Since you quoted me I am assuming you mean
I need the Artemida, which I do not. Not for hogs. Not for me. It is a non-ejector gun, and while hogs do not have the aura of other dangerous game I can assure you that the situation can turn nasty in the blink of an eye, and digging cases out of an extractor gun is not something I want to be doing when I have enraged a 400# hog with 3" long cutters bearing down on me. I already bought what I need, and it is highly specialized. We do not hunt hogs for sport ........ we hunt hogs to eliminate as many of them as possible, without getting ourselves a fast ride to the ER to get sewed up. We use AR15s in 300 Blackout, with either a IR Defense Hunter or a ATN Thor thermal scope atop it. We ride the fields at night in a rig that has a remote controlled thermal camera on the roof and a monitor on the dashboard and look for hogs. When we find some that we can approach with the wind right, we park the rig, slip close enough on foot to surgically place the 110 gr. hollow point behind the ear, and kill as many of the group as we can.
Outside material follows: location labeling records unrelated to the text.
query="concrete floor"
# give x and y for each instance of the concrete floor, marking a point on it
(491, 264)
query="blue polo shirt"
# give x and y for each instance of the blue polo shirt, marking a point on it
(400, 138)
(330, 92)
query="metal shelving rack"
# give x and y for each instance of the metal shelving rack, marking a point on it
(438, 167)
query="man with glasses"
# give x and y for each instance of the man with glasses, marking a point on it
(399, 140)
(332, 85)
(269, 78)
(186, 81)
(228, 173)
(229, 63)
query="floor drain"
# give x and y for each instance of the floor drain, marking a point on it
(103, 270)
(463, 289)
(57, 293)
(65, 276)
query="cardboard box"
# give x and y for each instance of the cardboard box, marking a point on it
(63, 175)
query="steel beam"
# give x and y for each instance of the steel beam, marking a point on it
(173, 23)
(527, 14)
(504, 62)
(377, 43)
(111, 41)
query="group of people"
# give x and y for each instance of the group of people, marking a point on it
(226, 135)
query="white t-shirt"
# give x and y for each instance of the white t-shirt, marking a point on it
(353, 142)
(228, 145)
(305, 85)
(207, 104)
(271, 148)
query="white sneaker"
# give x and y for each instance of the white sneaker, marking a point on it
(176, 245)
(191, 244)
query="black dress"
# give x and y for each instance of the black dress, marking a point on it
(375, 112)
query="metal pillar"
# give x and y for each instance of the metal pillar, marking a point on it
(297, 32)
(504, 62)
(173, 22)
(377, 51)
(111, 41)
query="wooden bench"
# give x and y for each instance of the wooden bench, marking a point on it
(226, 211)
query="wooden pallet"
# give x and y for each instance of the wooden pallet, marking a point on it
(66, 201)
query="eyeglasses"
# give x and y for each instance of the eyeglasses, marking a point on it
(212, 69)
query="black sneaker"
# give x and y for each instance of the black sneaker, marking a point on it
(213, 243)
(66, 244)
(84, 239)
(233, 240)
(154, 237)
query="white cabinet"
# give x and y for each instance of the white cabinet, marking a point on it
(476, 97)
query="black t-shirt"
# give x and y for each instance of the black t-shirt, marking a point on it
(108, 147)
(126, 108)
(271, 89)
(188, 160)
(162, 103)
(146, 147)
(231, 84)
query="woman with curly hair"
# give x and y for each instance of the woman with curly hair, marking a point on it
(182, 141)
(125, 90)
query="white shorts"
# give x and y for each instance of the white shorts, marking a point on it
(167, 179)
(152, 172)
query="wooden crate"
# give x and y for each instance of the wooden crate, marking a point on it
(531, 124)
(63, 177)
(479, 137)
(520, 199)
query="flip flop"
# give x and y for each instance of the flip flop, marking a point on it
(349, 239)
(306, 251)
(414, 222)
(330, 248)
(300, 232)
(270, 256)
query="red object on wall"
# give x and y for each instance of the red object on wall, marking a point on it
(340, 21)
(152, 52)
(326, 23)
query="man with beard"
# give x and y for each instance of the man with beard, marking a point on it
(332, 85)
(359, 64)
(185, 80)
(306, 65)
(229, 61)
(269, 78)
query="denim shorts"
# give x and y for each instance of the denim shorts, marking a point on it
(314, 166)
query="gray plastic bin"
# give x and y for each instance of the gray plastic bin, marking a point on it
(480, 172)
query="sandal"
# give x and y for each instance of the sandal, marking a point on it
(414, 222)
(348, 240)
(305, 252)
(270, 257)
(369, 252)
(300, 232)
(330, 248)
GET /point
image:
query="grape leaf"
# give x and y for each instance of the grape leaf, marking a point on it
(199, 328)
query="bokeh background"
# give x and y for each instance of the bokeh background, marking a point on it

A good friend of mine shot a hog with a .243 several years ago, one afternoon. The hog ran into a big briar patch. He chambered another round and approached the place the hog went into. In a flash the hog charged out of the briars, Doc fired and missed. The hog knocked him down. The hog got on him and proceeded to slice him up with his tusks as Doc lay on his back trying to protect his face and neck with his arms. The hog backed off a couple of feet and stood there popping his tusks in rage. Doc slowly got his rifle, worked the bolt, pointed the muzzle at it while holding the barrel with his left hand, and pulled the trigger with his thumb, killing the hog. Only then did he see the arterial spurting of blood from his arm. He got to the truck and rode half hour to the ER, barely making it before succumbing to blood loss.
No extractor hog guns for me, thank you.